Bob e Dee affermano che l’anzianità oggi è diversa: una volta giovani e anziani si distinguevano negli abiti, c’era, in questi ultimi, una certa eleganza nel portamento; oggi, questa differenza si è persa e il confine tra uno status e l’altro è più ‘trasparente’ che opaco. Arriva dall’Inghilterra la domanda che mette gli italiani con le spalle al muro: «Quale è il vostro valore nella società italiana?». Una domanda spinosa da cui emerge, in tutte le sue contraddizioni sociali, una risposta qui condivisa che ridà dignità alla terza età: oggi, in Italia, gli anziani sono delle risorse, dei punti di riferimento per i giovani che non trovano lavoro, che sono costretti ad appoggiarsi ai genitori e a confidare nell’aiuto di coloro che sono arrivati al traguardo della terza età. Se da una parte l’anziano viene emarginato dalla società, dall’altra è fondamentale per l’esistenza stessa della comunità.

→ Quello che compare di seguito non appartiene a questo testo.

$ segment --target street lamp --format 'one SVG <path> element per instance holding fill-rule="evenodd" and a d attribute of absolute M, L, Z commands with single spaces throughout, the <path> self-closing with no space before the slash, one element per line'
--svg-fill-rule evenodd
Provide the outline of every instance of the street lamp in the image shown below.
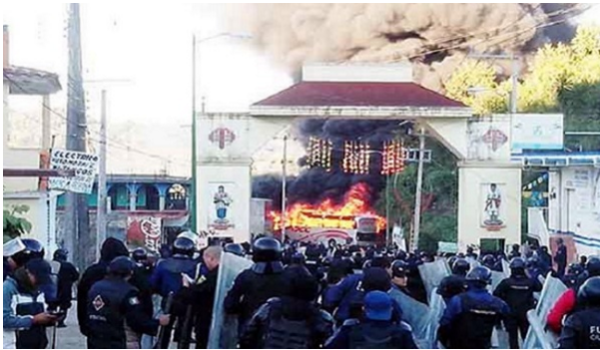
<path fill-rule="evenodd" d="M 196 196 L 196 160 L 197 160 L 197 150 L 196 150 L 196 45 L 200 45 L 207 41 L 228 37 L 235 39 L 251 39 L 252 35 L 247 33 L 218 33 L 215 35 L 207 36 L 204 38 L 196 38 L 196 35 L 192 35 L 192 183 L 190 186 L 190 226 L 192 232 L 197 232 L 197 206 L 198 200 Z M 202 110 L 204 112 L 204 108 Z"/>

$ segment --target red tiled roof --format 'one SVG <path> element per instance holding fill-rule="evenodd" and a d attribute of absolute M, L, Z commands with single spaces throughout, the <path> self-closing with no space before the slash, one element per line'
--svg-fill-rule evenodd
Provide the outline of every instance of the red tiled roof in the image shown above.
<path fill-rule="evenodd" d="M 254 106 L 466 107 L 415 83 L 300 82 Z"/>

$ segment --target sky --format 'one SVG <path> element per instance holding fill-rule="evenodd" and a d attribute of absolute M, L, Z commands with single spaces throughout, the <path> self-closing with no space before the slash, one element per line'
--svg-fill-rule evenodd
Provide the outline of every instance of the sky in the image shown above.
<path fill-rule="evenodd" d="M 222 32 L 215 6 L 149 4 L 140 10 L 126 4 L 81 5 L 90 149 L 97 147 L 94 137 L 98 137 L 100 91 L 106 89 L 109 172 L 166 169 L 171 174 L 189 175 L 192 35 L 202 39 Z M 58 73 L 63 92 L 53 96 L 52 107 L 66 115 L 67 5 L 42 2 L 32 7 L 9 2 L 3 7 L 3 24 L 10 31 L 11 63 Z M 600 24 L 600 5 L 581 21 Z M 219 37 L 199 44 L 196 53 L 198 109 L 205 96 L 209 112 L 245 111 L 251 103 L 292 83 L 268 58 L 255 52 L 248 40 Z M 11 112 L 25 118 L 39 114 L 39 105 L 15 99 L 11 100 Z M 59 134 L 64 130 L 60 123 L 60 118 L 55 118 Z M 266 149 L 277 153 L 279 148 L 274 141 Z M 295 151 L 302 150 L 296 147 Z M 267 153 L 260 157 L 268 158 Z M 273 163 L 272 159 L 265 161 Z"/>

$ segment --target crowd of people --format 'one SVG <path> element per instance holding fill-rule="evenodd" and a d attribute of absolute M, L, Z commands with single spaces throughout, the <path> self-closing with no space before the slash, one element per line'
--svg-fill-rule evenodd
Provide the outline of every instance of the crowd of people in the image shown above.
<path fill-rule="evenodd" d="M 236 327 L 234 341 L 243 349 L 417 348 L 415 315 L 395 296 L 429 304 L 427 276 L 419 266 L 439 259 L 452 271 L 434 292 L 445 304 L 436 324 L 436 341 L 445 348 L 490 348 L 501 326 L 510 347 L 519 348 L 529 328 L 527 312 L 535 308 L 548 273 L 568 287 L 547 317 L 558 346 L 600 347 L 600 259 L 582 257 L 567 267 L 566 253 L 553 258 L 544 247 L 521 252 L 515 245 L 508 255 L 482 256 L 469 248 L 435 256 L 397 246 L 282 245 L 260 237 L 252 244 L 198 249 L 182 235 L 154 258 L 108 238 L 99 261 L 80 278 L 65 250 L 47 261 L 39 242 L 19 241 L 17 251 L 6 256 L 5 249 L 4 348 L 41 349 L 55 341 L 46 330 L 65 327 L 74 283 L 79 331 L 88 348 L 168 348 L 171 342 L 207 348 L 216 302 L 237 320 L 222 327 Z M 252 265 L 219 298 L 224 253 L 249 258 Z M 492 290 L 494 271 L 508 274 Z"/>

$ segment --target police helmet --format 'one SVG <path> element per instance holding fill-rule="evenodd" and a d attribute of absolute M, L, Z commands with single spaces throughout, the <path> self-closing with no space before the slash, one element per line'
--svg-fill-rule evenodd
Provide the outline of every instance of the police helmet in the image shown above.
<path fill-rule="evenodd" d="M 394 260 L 392 262 L 392 277 L 404 278 L 408 273 L 408 263 L 403 260 Z"/>
<path fill-rule="evenodd" d="M 590 276 L 600 276 L 600 258 L 597 256 L 589 257 L 585 264 L 585 269 Z"/>
<path fill-rule="evenodd" d="M 577 297 L 588 304 L 600 304 L 600 277 L 588 278 L 579 288 Z"/>
<path fill-rule="evenodd" d="M 515 257 L 510 260 L 509 267 L 511 270 L 525 270 L 526 265 L 523 258 Z"/>
<path fill-rule="evenodd" d="M 533 255 L 527 259 L 527 267 L 528 268 L 538 267 L 539 263 L 540 263 L 540 259 L 536 255 Z"/>
<path fill-rule="evenodd" d="M 108 273 L 116 276 L 129 276 L 133 273 L 135 263 L 127 256 L 118 256 L 108 264 Z"/>
<path fill-rule="evenodd" d="M 194 255 L 196 245 L 194 241 L 186 237 L 177 237 L 173 242 L 173 255 L 189 256 Z"/>
<path fill-rule="evenodd" d="M 227 243 L 223 247 L 225 253 L 231 253 L 237 256 L 246 256 L 246 250 L 241 244 L 238 243 Z"/>
<path fill-rule="evenodd" d="M 344 258 L 344 259 L 346 259 L 346 258 Z M 304 257 L 304 254 L 302 254 L 300 252 L 296 252 L 292 255 L 292 264 L 304 265 L 305 262 L 306 262 L 306 257 Z"/>
<path fill-rule="evenodd" d="M 481 259 L 481 263 L 485 266 L 494 266 L 496 258 L 492 254 L 487 254 Z"/>
<path fill-rule="evenodd" d="M 467 261 L 467 259 L 456 259 L 454 264 L 452 264 L 452 273 L 455 275 L 465 276 L 469 269 L 471 268 L 471 264 Z"/>
<path fill-rule="evenodd" d="M 54 260 L 67 260 L 69 252 L 66 249 L 59 248 L 54 251 Z"/>
<path fill-rule="evenodd" d="M 281 243 L 272 237 L 262 237 L 254 242 L 252 261 L 271 262 L 281 260 Z"/>
<path fill-rule="evenodd" d="M 466 280 L 484 285 L 489 284 L 492 280 L 492 271 L 485 266 L 477 266 L 467 273 Z"/>
<path fill-rule="evenodd" d="M 576 275 L 578 276 L 580 273 L 582 273 L 584 270 L 583 266 L 581 266 L 581 264 L 578 263 L 572 263 L 571 265 L 569 265 L 569 269 L 568 269 L 568 273 L 571 275 Z"/>
<path fill-rule="evenodd" d="M 29 260 L 34 258 L 43 259 L 45 255 L 44 246 L 38 240 L 33 238 L 22 238 L 21 242 L 25 249 L 14 254 L 11 258 L 17 266 L 25 265 Z"/>
<path fill-rule="evenodd" d="M 135 262 L 145 261 L 148 259 L 148 252 L 144 248 L 136 248 L 131 252 L 131 258 Z"/>

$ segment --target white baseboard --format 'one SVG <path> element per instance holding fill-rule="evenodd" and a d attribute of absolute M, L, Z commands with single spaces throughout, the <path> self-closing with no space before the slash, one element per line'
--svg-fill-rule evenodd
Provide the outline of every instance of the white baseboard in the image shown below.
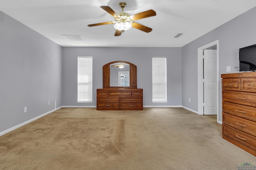
<path fill-rule="evenodd" d="M 86 108 L 96 108 L 96 106 L 62 106 L 62 107 L 86 107 Z"/>
<path fill-rule="evenodd" d="M 48 112 L 47 113 L 44 113 L 42 115 L 40 115 L 39 116 L 38 116 L 36 117 L 34 117 L 34 118 L 33 119 L 31 119 L 30 120 L 28 120 L 27 121 L 25 121 L 24 122 L 23 122 L 23 123 L 20 123 L 19 125 L 16 125 L 15 126 L 14 126 L 14 127 L 11 127 L 10 128 L 8 129 L 7 130 L 6 130 L 5 131 L 3 131 L 2 132 L 0 132 L 0 136 L 3 135 L 4 135 L 5 134 L 6 134 L 6 133 L 9 133 L 9 132 L 10 132 L 11 131 L 13 131 L 14 130 L 15 130 L 16 129 L 18 129 L 19 127 L 20 127 L 22 126 L 24 126 L 24 125 L 26 125 L 28 123 L 30 123 L 32 122 L 33 121 L 36 120 L 37 119 L 39 119 L 40 117 L 42 117 L 43 116 L 45 116 L 46 115 L 48 115 L 48 114 L 50 114 L 51 113 L 52 113 L 52 112 L 53 112 L 58 110 L 58 109 L 60 109 L 62 107 L 62 106 L 60 106 L 60 107 L 59 107 L 58 108 L 56 108 L 55 109 L 54 109 L 53 110 L 51 110 L 50 111 L 48 111 Z"/>
<path fill-rule="evenodd" d="M 143 107 L 182 107 L 181 106 L 144 106 Z"/>

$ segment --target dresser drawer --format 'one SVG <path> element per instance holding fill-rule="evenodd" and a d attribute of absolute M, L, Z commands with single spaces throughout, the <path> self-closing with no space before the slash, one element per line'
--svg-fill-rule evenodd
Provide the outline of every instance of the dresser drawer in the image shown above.
<path fill-rule="evenodd" d="M 222 90 L 222 100 L 256 107 L 256 94 L 248 92 Z"/>
<path fill-rule="evenodd" d="M 120 102 L 142 102 L 142 98 L 123 98 L 120 97 Z"/>
<path fill-rule="evenodd" d="M 97 107 L 119 108 L 119 103 L 97 103 Z"/>
<path fill-rule="evenodd" d="M 119 103 L 119 98 L 97 98 L 97 102 Z"/>
<path fill-rule="evenodd" d="M 132 97 L 142 97 L 143 96 L 142 92 L 132 92 Z"/>
<path fill-rule="evenodd" d="M 241 78 L 242 92 L 256 92 L 256 78 Z"/>
<path fill-rule="evenodd" d="M 222 125 L 222 134 L 243 145 L 256 150 L 256 137 L 224 124 Z"/>
<path fill-rule="evenodd" d="M 131 97 L 132 96 L 132 92 L 130 91 L 110 91 L 108 92 L 108 96 Z"/>
<path fill-rule="evenodd" d="M 120 108 L 143 108 L 143 104 L 142 103 L 120 103 Z"/>
<path fill-rule="evenodd" d="M 256 136 L 256 122 L 223 113 L 222 123 L 247 133 Z"/>
<path fill-rule="evenodd" d="M 224 78 L 222 80 L 222 90 L 240 91 L 240 78 Z"/>
<path fill-rule="evenodd" d="M 256 121 L 256 107 L 222 102 L 223 112 Z"/>
<path fill-rule="evenodd" d="M 108 97 L 107 91 L 97 92 L 97 96 L 100 97 Z"/>

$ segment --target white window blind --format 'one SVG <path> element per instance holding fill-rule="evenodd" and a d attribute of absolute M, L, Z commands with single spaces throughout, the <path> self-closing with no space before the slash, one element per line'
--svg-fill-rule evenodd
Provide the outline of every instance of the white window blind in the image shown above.
<path fill-rule="evenodd" d="M 78 57 L 78 102 L 92 102 L 92 57 Z"/>
<path fill-rule="evenodd" d="M 166 103 L 166 59 L 165 57 L 152 58 L 152 102 Z"/>

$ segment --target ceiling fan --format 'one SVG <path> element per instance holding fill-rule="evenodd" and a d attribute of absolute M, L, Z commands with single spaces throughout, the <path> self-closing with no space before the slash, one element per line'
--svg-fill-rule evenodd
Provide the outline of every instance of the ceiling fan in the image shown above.
<path fill-rule="evenodd" d="M 109 6 L 100 6 L 100 8 L 114 17 L 116 21 L 110 21 L 89 24 L 88 26 L 88 27 L 93 27 L 114 23 L 114 27 L 116 29 L 115 36 L 120 35 L 122 33 L 129 29 L 132 27 L 140 29 L 146 33 L 149 33 L 152 31 L 152 28 L 134 22 L 134 21 L 156 16 L 156 14 L 154 10 L 150 10 L 130 16 L 129 14 L 124 12 L 124 8 L 126 5 L 126 3 L 125 2 L 120 2 L 119 3 L 119 6 L 122 8 L 122 12 L 118 14 L 114 11 Z"/>

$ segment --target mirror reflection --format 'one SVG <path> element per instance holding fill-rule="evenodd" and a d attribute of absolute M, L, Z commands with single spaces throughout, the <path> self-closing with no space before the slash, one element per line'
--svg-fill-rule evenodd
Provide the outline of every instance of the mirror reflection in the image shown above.
<path fill-rule="evenodd" d="M 116 63 L 110 67 L 110 86 L 130 86 L 130 64 Z"/>

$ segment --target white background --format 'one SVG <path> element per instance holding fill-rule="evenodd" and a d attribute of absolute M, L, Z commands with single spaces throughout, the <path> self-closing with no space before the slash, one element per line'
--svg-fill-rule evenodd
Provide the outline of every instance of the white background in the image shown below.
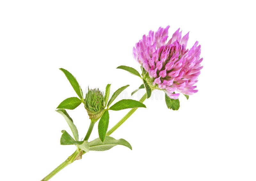
<path fill-rule="evenodd" d="M 70 131 L 54 110 L 76 94 L 59 68 L 84 90 L 129 84 L 129 95 L 141 82 L 116 68 L 140 70 L 133 47 L 170 25 L 170 36 L 180 27 L 190 31 L 188 47 L 202 46 L 198 92 L 181 96 L 178 111 L 160 97 L 147 100 L 112 135 L 132 151 L 91 152 L 51 180 L 256 180 L 253 1 L 90 1 L 0 3 L 1 180 L 40 180 L 75 149 L 60 144 L 61 131 Z M 109 127 L 128 111 L 111 112 Z M 84 109 L 68 112 L 82 139 Z M 96 125 L 90 140 L 97 135 Z"/>

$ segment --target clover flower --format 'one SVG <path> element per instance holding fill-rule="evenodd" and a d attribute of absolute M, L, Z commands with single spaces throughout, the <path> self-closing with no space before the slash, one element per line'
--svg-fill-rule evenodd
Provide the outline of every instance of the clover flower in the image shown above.
<path fill-rule="evenodd" d="M 103 113 L 105 107 L 103 93 L 99 89 L 88 88 L 84 100 L 84 107 L 90 119 L 97 120 Z"/>
<path fill-rule="evenodd" d="M 178 91 L 186 95 L 197 92 L 194 85 L 200 71 L 201 46 L 196 41 L 190 49 L 186 49 L 188 33 L 181 38 L 178 29 L 168 38 L 167 26 L 156 32 L 150 31 L 133 48 L 133 55 L 141 64 L 143 78 L 154 89 L 163 90 L 170 98 L 177 99 Z"/>

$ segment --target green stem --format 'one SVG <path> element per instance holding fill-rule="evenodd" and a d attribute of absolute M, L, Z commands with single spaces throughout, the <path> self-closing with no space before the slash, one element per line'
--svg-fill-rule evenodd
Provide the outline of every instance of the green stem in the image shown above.
<path fill-rule="evenodd" d="M 142 96 L 140 100 L 140 101 L 141 102 L 143 102 L 144 101 L 147 99 L 147 93 L 145 93 Z M 126 114 L 113 127 L 111 128 L 108 131 L 107 133 L 107 135 L 110 135 L 112 133 L 115 131 L 117 128 L 121 126 L 123 123 L 128 119 L 135 112 L 138 108 L 133 108 L 131 110 Z M 88 129 L 88 131 L 87 133 L 86 134 L 85 137 L 84 138 L 84 140 L 87 141 L 90 137 L 91 134 L 92 133 L 92 129 L 93 128 L 93 126 L 95 124 L 96 121 L 95 120 L 92 119 L 91 120 L 91 124 L 90 124 L 89 128 Z M 86 152 L 83 151 L 83 154 L 84 154 Z M 47 176 L 44 178 L 41 181 L 47 181 L 50 178 L 52 177 L 56 173 L 60 171 L 60 170 L 61 170 L 63 168 L 66 167 L 67 166 L 69 165 L 69 164 L 72 163 L 75 160 L 79 159 L 78 158 L 79 155 L 81 154 L 81 151 L 76 150 L 75 152 L 70 156 L 66 160 L 62 163 L 57 168 L 53 170 Z"/>
<path fill-rule="evenodd" d="M 87 141 L 89 139 L 89 137 L 91 135 L 91 134 L 92 133 L 92 129 L 93 128 L 94 125 L 96 121 L 94 121 L 94 120 L 92 119 L 91 120 L 91 124 L 89 127 L 89 128 L 88 129 L 88 131 L 87 131 L 87 133 L 86 134 L 85 137 L 84 139 L 84 141 Z"/>
<path fill-rule="evenodd" d="M 47 176 L 43 178 L 41 181 L 47 181 L 47 180 L 49 180 L 50 178 L 55 175 L 56 173 L 64 168 L 73 163 L 76 160 L 79 159 L 78 156 L 79 154 L 81 154 L 81 151 L 77 150 L 76 150 L 76 151 L 68 157 L 67 160 L 54 169 L 52 171 L 48 174 Z"/>
<path fill-rule="evenodd" d="M 147 93 L 146 93 L 145 94 L 144 94 L 143 96 L 142 96 L 142 98 L 141 98 L 140 100 L 140 101 L 142 103 L 144 102 L 144 101 L 146 99 Z M 129 118 L 129 117 L 131 116 L 132 114 L 133 114 L 134 112 L 135 112 L 135 111 L 136 111 L 137 109 L 138 108 L 133 108 L 131 109 L 131 110 L 129 111 L 128 113 L 126 114 L 119 121 L 119 122 L 116 123 L 116 124 L 113 127 L 110 129 L 110 130 L 107 133 L 107 135 L 110 135 L 112 134 L 112 133 L 113 133 L 113 132 L 116 131 L 116 130 L 119 127 L 121 126 L 123 123 L 124 123 L 126 119 Z"/>

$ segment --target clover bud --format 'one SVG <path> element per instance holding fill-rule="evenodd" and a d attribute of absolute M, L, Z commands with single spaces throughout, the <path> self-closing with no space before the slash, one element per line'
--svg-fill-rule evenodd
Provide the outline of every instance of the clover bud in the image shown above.
<path fill-rule="evenodd" d="M 88 89 L 88 90 L 84 99 L 84 107 L 90 119 L 96 121 L 104 112 L 104 96 L 99 89 Z"/>

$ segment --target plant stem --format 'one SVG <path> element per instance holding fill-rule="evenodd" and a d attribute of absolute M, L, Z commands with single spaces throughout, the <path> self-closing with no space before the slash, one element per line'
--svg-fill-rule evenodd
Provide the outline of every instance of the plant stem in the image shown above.
<path fill-rule="evenodd" d="M 91 135 L 91 134 L 92 133 L 92 129 L 93 128 L 94 124 L 95 124 L 96 121 L 94 121 L 92 119 L 91 120 L 91 124 L 89 127 L 89 128 L 88 129 L 88 131 L 87 131 L 87 133 L 86 134 L 85 137 L 84 139 L 84 141 L 87 141 L 89 139 L 89 137 Z"/>
<path fill-rule="evenodd" d="M 73 163 L 76 160 L 79 159 L 78 157 L 78 156 L 79 154 L 81 154 L 81 151 L 77 150 L 76 150 L 76 151 L 68 157 L 67 160 L 54 169 L 52 171 L 48 174 L 47 176 L 43 178 L 41 181 L 47 181 L 49 180 L 50 178 L 55 175 L 56 173 L 64 168 Z"/>
<path fill-rule="evenodd" d="M 144 101 L 147 99 L 147 93 L 146 93 L 142 98 L 140 100 L 140 101 L 141 102 L 143 102 Z M 119 127 L 121 126 L 123 123 L 128 119 L 135 112 L 138 108 L 133 108 L 126 115 L 122 118 L 119 122 L 118 122 L 112 128 L 111 128 L 108 131 L 107 133 L 107 135 L 110 135 L 112 133 L 115 131 Z M 84 141 L 87 141 L 89 138 L 91 133 L 92 133 L 92 129 L 93 128 L 93 126 L 95 124 L 96 121 L 95 120 L 92 119 L 91 120 L 91 124 L 90 124 L 90 127 L 88 129 L 88 131 L 87 132 L 87 133 L 86 134 L 85 137 L 84 139 Z M 83 154 L 84 154 L 86 152 L 83 151 Z M 78 156 L 79 154 L 81 154 L 81 151 L 76 150 L 74 153 L 71 155 L 68 159 L 66 160 L 62 163 L 58 167 L 55 169 L 53 170 L 49 173 L 47 176 L 45 177 L 44 178 L 41 180 L 41 181 L 47 181 L 50 178 L 54 176 L 56 173 L 60 171 L 63 168 L 72 163 L 75 160 L 79 159 Z M 81 155 L 80 155 L 81 156 Z"/>
<path fill-rule="evenodd" d="M 141 98 L 140 100 L 140 101 L 142 103 L 143 102 L 144 102 L 144 101 L 146 100 L 146 99 L 147 99 L 147 93 L 146 93 L 145 94 L 144 94 L 143 96 L 142 96 L 142 98 Z M 123 123 L 124 123 L 126 119 L 129 118 L 129 117 L 131 116 L 132 114 L 133 114 L 134 112 L 135 112 L 135 111 L 136 111 L 137 109 L 138 108 L 133 108 L 131 109 L 131 110 L 129 111 L 128 113 L 126 114 L 119 121 L 119 122 L 116 123 L 115 125 L 113 127 L 110 129 L 110 130 L 107 133 L 107 135 L 109 135 L 112 134 L 113 132 L 116 130 L 116 129 L 119 127 L 121 126 Z"/>

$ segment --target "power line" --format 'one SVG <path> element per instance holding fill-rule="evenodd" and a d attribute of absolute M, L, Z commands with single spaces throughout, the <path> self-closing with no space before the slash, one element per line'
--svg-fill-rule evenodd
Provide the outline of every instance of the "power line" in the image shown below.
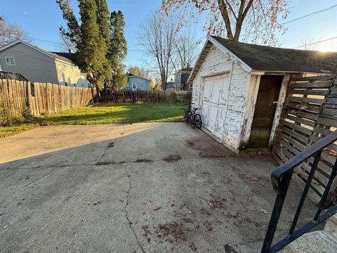
<path fill-rule="evenodd" d="M 303 46 L 305 46 L 313 45 L 313 44 L 318 44 L 318 43 L 321 43 L 321 42 L 324 42 L 324 41 L 329 41 L 329 40 L 331 40 L 331 39 L 337 39 L 337 37 L 332 37 L 332 38 L 329 38 L 329 39 L 323 39 L 323 40 L 319 41 L 309 43 L 309 44 L 305 44 L 305 45 L 302 45 L 302 46 L 296 46 L 296 47 L 295 47 L 295 48 L 293 48 L 293 49 L 299 48 L 301 48 L 301 47 L 303 47 Z"/>
<path fill-rule="evenodd" d="M 37 38 L 34 38 L 34 37 L 29 37 L 29 36 L 27 36 L 27 37 L 29 38 L 29 39 L 35 39 L 35 40 L 37 40 L 37 41 L 48 42 L 48 43 L 51 43 L 51 44 L 56 44 L 56 45 L 65 46 L 64 44 L 60 43 L 60 42 L 51 41 L 48 41 L 48 40 L 46 40 L 46 39 L 37 39 Z M 128 51 L 129 51 L 129 52 L 141 52 L 142 51 L 141 50 L 128 50 Z"/>
<path fill-rule="evenodd" d="M 279 25 L 286 25 L 286 24 L 288 24 L 288 23 L 291 22 L 296 21 L 296 20 L 300 20 L 300 19 L 302 19 L 302 18 L 305 18 L 309 17 L 309 16 L 310 16 L 310 15 L 312 15 L 320 13 L 326 11 L 331 10 L 331 8 L 335 8 L 335 7 L 337 7 L 337 4 L 333 5 L 332 6 L 327 7 L 327 8 L 325 8 L 322 9 L 322 10 L 319 10 L 319 11 L 314 11 L 314 12 L 312 12 L 312 13 L 308 13 L 308 14 L 305 15 L 303 15 L 303 16 L 298 17 L 298 18 L 296 18 L 290 20 L 286 21 L 286 22 L 284 22 L 280 23 L 280 24 L 279 24 Z M 260 30 L 254 31 L 254 32 L 248 32 L 248 33 L 244 34 L 241 34 L 240 37 L 246 36 L 246 35 L 249 35 L 249 34 L 253 34 L 253 33 L 258 33 L 258 32 L 263 32 L 263 31 L 267 30 L 267 29 L 268 29 L 268 28 L 265 28 L 265 29 L 263 29 L 263 30 Z"/>

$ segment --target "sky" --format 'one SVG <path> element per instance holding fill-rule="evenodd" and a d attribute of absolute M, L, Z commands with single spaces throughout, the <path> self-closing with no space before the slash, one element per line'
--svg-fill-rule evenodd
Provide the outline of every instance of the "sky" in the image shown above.
<path fill-rule="evenodd" d="M 160 8 L 161 0 L 107 0 L 110 12 L 121 11 L 124 15 L 125 37 L 128 43 L 128 56 L 126 65 L 143 64 L 144 58 L 137 41 L 137 31 L 140 24 L 152 12 Z M 291 0 L 290 14 L 286 22 L 314 11 L 337 4 L 337 0 Z M 72 6 L 77 12 L 77 1 Z M 60 26 L 66 27 L 62 13 L 55 0 L 0 0 L 0 16 L 21 26 L 33 39 L 34 44 L 48 51 L 58 51 L 60 42 Z M 321 13 L 315 14 L 286 25 L 284 34 L 277 34 L 280 46 L 294 48 L 303 45 L 301 39 L 308 37 L 324 40 L 337 37 L 336 25 L 337 7 Z M 199 38 L 206 39 L 202 31 L 204 19 L 200 18 L 195 31 Z M 48 41 L 51 41 L 48 42 Z M 202 46 L 202 45 L 201 45 Z M 337 39 L 317 44 L 317 50 L 336 51 Z"/>

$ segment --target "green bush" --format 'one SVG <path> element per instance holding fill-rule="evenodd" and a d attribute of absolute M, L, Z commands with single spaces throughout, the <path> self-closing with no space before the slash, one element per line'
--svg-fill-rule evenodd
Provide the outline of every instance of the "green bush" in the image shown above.
<path fill-rule="evenodd" d="M 23 109 L 22 112 L 21 112 L 21 115 L 24 119 L 32 119 L 33 117 L 33 115 L 30 112 L 30 110 L 28 106 Z"/>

Nel collegamento con la Grecia, con un signore in giacca e cravatta e un sorriso dolce, George Georgiadis, si ripiomba nella negatività, si toccano di nuovo argomenti scomodi e dolorosi, come la disperazione che dilaga e che ha portato a più di 2500 suicidi di persone over45 negli ultimi due anni; nella culla d’Europa mancano le basi per sopravvivere e ciò che si va perdendo per queste persone anziane è la dignità. La domanda entra come un pugno nello stomaco e genera visi scuri a cui seguono silenzi, mettendo in luce un malessere reale e difficoltà sociali.

Performance e conclusioni
Sono questi incontri, confronti e dialoghi a entrare nella performance finale: in fondo la bellezza di questo laboratorio risiede nella necessità di litigare, ridere, scherzare, parlare e riflettere intorno alla questione dell’anzianità. Davanti al pubblico vengono mostrate queste dinamiche, dato che la sera del 15 aprile Sciarroni rivolge ai suoi allievi delle domande che non sono state decise assieme a tavolino, proprio per non perdere la freschezza, la spontaneità e soprattutto quella verità che è alla base del percorso fatto insieme. Se si fossero fissati gli argomenti di discussione la naturalezza sarebbe andata perduta e il dialogo sarebbe risultato ingessato. Qui non c’è finzione. Le conversazioni sono vere. Sono vere anche quando si gioca a ruba-bandiera, si decidono le penitenze, si fa il tifo per la propria squadra, si balla liberamente, si sospende il gioco divertente per la domanda posta dalla Grecia sui suicidi…

Sciarroni è arrivato al laboratorio senza un disegno di spettacolo precostituito, voleva che fosse l’incontro con i 12 a dettargli il percorso da affrontare. E così è stato. «In fondo – afferma Sciarroni parlando con i suoi allievi l’ultimo giorno – la cosa che mi è piaciuta di più di questa esperienza è che siete indisciplinati e che vi rimbeccate continuamente tra di voi, che parlate gli uni sugli altri, affrontate discussioni con il cuore, contribuite ad alimentare le interessanti domande sorte dai collegamenti skype». Anche per i partecipanti del workshop è stata una bella sfida ed esperienza, come hanno sottolineato loro stessi: hanno stretto amicizia, hanno preso coscienza dei valori e delle possibilità, hanno condiviso idee, si sono sentiti più giovani – rispetto a Sciarroni che sembrava il più anziano di tutti data l’enorme pazienza!
Concludono dicendo che «essere se stessi è consolante e che in fondo vivere la vita è l’avventura più bella: dopo tutto non è così negativo invecchiare!». Si continua a progettare, a fare. L’uomo, in ogni suo attraversamento, è in fondo una macchina desiderante.